I just finished reading this novel by Vikram Seth. I can't even remember what prompted me to buy it. The novel's central character is a musician, Michael Holme, who plays second violin in a classical quartet. He has loved and lost and attempts to retrieve the lost love of another musician, Julia McNicholl.

First, I must admit that the main character was totally unlikable to me. Selfish, obsessed, inconsiderate and absurd, he makes a mountain of his love affair and fails to understand or even remotely understand the person who is Julia. He's like a stalker, forever obsessed with the way she affects him, rather than the person she is. I found him contemptible. I found her weak and barely forgivable.

And yet, there is an understanding of musicians and their obsession with their instrument that makes this novel worth reading. The real love story is between Michael and the violin he plays, a gift from a patroness who has known him since childhood.

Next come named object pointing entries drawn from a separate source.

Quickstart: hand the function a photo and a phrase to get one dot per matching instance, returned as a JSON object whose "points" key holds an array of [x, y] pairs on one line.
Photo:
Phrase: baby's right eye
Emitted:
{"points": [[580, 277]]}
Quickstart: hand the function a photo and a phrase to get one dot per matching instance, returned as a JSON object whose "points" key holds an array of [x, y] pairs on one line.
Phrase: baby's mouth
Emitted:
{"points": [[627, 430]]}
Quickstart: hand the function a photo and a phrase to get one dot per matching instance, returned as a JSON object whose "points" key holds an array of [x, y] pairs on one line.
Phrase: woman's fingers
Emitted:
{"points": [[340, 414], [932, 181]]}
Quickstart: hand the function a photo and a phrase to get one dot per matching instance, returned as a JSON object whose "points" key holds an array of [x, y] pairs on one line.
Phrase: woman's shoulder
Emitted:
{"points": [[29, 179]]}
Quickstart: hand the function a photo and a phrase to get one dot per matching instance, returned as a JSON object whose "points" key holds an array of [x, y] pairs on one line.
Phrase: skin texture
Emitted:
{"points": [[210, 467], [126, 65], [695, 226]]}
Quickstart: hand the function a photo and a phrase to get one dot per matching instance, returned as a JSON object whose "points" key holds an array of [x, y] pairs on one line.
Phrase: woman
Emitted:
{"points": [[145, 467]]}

Also, this book deals with class. Michael is the son of a butcher, a man unlikely to become a world-class musician. It is only through the patronage of a local aristocrat, that Michael is able to access this world of musicianship.

And this is where the book goes wrong. You cannot transform a working class child into a self-absorded bourgeois twit without some explanation. There is none. What is it that gives this manchild his massive ego? What makes him so completely insensitive to Julia's reality. How is he able to elevate his lover for her to a mythic Utopia without the least consideration or her reality or his?

I can see writing a novel like this that makes clear the extreme selfishness of Michael and his blindness to reality. But this is not the book Seth has written.

How unfair this book is to the reality of love and living with another human being. How dismissive of Julia's husband and child.